Wednesday, December 13, 2006

Best New Writing Hope: Tanja Malarchuk

"I don't even want to be a writer," said Tanja, who has published two books of novellas and has a contract for a fourth. "I think I will never write anything again. I hate writing."

Ironically, though we hardly spoke, and though I could never understand what she wrote, I had the feeling that Tanja was one of the most interesting writers there. She never took anything too seriously, which I thought was a good prerequirement for writing. She was always laughing. When I asked her what she regretted about her stay in Krakau, she said she should have not bothered to write a word and simply used the opportunity to travel all around the place and see everything she could.

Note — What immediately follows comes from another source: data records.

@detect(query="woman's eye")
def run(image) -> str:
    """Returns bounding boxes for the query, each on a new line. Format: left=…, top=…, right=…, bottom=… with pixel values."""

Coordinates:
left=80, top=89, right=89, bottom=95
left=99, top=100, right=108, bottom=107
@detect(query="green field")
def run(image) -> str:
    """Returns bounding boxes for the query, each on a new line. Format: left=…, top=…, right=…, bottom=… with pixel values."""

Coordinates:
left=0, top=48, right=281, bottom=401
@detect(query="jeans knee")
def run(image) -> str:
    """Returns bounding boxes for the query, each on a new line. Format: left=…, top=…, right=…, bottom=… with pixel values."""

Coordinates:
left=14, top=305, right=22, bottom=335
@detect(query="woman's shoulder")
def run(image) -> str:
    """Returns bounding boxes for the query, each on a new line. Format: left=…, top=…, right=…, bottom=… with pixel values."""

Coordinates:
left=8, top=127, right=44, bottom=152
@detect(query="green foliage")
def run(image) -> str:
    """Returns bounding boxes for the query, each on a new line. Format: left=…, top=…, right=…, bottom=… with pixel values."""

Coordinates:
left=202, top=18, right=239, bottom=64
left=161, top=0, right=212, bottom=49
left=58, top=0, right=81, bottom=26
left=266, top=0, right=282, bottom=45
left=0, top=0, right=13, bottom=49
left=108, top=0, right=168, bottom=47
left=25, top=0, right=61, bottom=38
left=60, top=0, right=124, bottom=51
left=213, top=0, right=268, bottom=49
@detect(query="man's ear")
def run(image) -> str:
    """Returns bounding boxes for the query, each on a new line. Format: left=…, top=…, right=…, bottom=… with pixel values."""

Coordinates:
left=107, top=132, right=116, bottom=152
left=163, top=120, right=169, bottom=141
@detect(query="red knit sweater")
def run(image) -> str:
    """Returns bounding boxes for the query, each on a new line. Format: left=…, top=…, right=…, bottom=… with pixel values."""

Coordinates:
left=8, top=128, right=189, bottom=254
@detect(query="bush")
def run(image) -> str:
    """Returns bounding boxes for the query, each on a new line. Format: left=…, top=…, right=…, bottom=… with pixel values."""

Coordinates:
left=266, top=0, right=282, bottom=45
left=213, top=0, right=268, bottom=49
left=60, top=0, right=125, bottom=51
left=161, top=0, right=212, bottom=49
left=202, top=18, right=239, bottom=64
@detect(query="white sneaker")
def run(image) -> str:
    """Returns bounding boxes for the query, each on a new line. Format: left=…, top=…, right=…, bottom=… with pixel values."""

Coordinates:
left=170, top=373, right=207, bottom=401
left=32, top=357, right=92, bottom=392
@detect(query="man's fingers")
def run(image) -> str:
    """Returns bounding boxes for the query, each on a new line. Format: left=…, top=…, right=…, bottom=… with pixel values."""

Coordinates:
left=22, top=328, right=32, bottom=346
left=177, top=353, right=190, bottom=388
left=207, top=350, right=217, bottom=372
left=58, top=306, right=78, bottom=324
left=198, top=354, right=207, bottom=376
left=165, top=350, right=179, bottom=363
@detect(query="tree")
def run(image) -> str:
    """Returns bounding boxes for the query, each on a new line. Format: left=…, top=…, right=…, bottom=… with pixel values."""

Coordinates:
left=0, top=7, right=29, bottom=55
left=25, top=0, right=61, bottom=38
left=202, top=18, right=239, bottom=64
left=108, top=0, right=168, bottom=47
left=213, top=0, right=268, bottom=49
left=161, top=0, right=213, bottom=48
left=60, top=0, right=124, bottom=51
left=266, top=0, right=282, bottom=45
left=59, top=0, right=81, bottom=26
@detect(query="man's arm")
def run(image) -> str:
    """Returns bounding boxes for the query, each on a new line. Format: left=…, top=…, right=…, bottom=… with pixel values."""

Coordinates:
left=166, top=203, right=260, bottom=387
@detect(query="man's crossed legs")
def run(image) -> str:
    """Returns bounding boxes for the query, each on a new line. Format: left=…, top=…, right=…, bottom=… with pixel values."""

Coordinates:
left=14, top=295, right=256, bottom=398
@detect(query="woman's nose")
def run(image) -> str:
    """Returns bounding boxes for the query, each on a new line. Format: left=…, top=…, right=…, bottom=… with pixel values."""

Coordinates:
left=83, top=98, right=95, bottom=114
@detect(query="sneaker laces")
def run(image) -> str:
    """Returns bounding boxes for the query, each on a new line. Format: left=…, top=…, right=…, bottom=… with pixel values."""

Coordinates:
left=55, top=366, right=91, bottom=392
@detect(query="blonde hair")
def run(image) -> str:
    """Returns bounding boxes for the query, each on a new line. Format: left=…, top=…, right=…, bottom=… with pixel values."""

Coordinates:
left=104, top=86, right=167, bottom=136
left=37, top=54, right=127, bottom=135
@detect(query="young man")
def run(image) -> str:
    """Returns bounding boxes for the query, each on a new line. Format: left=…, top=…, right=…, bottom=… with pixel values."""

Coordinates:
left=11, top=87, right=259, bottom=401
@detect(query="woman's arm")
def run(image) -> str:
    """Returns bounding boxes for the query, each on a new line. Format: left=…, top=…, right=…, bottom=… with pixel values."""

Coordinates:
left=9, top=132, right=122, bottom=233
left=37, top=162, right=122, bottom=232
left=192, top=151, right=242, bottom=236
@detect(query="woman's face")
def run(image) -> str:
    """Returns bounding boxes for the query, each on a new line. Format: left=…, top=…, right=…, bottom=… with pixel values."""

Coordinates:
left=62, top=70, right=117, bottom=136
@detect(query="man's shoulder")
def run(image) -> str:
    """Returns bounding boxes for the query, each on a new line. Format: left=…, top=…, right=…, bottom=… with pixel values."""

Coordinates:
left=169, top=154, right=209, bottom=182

She didn’t want to leave.
She wrote about her family, which grounded her writing in the real. And then there was her tendency for big myth. She told me tales of the forests and countrysides in the Ukraine, where she is from: the molfars, the mavkas, the legendary robber Ivon Soly whose ghost still roams the highways, the ghosts of dead women that haunt the forests and are beautiful, but have holes through their backs, and when they seduce young men, they eat them. She loves that stuff, and she loved watching old Hollywood movies on DVD in her room. We discussed the proper way of doing the Robert De Niro-in-front-of-the-mirror scene in Taxi Driver. I thought: That's a real writer.
So I told her: "You're a writer, Tanja, I can feel it."

She said: "You only think that because I talk like one when I'm speaking English. But when you speak a foreign language you are a different person."

I told her: "You have to get out of Kiev." She gets the prize for Best New Writing Hope.